Charles H. Reynolds, who worked at AFCRL from 1955, was the technical manager for the OV3 program.

Prior to the launch of OV3-3, two other OV3 satellites had been placed into orbit. OV3-1, launched 22 April 1966, measured radiation around the Earth, returning data for over a year. Launched on 10 June 1966, OV3-4 was the second in the OV3 satellite series. It measured the effects of radiation on tissue-equivalent samples.

==Spacecraft design==

Like the rest of the OV3 satellites, OV3-3 was an octagonal prism, .74 m in length and width, with experiments mounted on booms. 2560 solar cells provided 30 Watts of power. The satellite was spin-stabilized, but because it was asymmetrical once its booms were extended, OV3-3 maintained its attitude in orbit with a precession damper. The spacecraft was spin stabilized at 8 revolutions per minute (rpm) A Sun sensor, as well as an onboard tri-axial magnetnometer, gave information on the satellite's aspect (facing), its spin rate, and rate of precession.

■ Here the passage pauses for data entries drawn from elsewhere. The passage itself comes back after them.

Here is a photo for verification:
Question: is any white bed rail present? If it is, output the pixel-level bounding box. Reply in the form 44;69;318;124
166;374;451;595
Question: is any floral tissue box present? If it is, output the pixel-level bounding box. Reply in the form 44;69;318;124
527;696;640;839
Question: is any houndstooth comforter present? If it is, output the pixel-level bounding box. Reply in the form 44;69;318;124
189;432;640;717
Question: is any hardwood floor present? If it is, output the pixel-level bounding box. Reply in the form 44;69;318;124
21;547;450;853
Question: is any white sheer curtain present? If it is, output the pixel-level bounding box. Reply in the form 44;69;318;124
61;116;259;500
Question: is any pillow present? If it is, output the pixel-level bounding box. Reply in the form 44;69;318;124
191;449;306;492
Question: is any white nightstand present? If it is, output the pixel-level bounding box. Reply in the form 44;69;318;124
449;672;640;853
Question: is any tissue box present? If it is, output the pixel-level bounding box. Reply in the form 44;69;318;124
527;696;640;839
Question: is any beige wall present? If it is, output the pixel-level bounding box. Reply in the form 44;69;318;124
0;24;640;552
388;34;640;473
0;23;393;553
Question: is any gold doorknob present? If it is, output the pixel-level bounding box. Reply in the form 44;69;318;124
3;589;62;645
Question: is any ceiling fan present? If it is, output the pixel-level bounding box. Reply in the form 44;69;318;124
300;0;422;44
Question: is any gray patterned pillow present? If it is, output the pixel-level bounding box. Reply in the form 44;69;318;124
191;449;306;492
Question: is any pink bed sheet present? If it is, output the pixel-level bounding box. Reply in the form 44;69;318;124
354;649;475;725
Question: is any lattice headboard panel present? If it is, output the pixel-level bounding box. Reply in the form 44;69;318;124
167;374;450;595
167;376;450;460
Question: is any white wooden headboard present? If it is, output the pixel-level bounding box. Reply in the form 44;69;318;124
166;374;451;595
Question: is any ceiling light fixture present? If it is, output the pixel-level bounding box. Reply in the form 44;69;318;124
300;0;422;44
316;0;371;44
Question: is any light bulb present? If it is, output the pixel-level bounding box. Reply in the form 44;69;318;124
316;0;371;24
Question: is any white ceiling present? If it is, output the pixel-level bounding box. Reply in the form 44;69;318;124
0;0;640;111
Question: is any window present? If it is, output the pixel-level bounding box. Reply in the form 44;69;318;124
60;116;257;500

OV3-3 massed 75 kg. Its design life-span was one year.

==Experiments==

OV3-3's scientific payload consisted of seven experiments originally flown on the failed OV2-1 mission. Designed to measure particle radiation over a wide energy spectrum, the instruments included a Faraday Cup electrometer, two directional telescopes, and three spectrometers. OV3-3 also carried a magnetometer to measure magnetic fields and plasma fluctuations, aided in this by its VLF radio receiver.

==Mission==

Launched from Vandenberg Space Launch Complex 5 on 4 August 1966 at 10:45:01 UTC via Scout B rocket into a polar orbit, OV3-3 was the third satellite to be launched in the OV3 series. The satellite measured trapped and precipitating particles and their correlated electromagnetic wave fields. Its systems performed well for 14 months until the onboard tape recorder failed in September 1967. Low-latitude, real-time tracking continued into 1969 when the spacecraft was deactivated.

OV3-3 instruments returned data on solar protons, and data received from the satellite's VLF receiver determined the location of the plasmapause (the outer boundary of the Earth's inner magnetosphere).

==Legacy and status==

As of 29 July 2021, OV3-3 is still in orbit, and its position can be tracked on-line.

The OV3 program ultimately comprised 6 missions, five of them successful. The last (OV3-6) flew on 4 December 1967. The OV3 program was terminated following OV3-6 in favor of the cheaper OV1 program.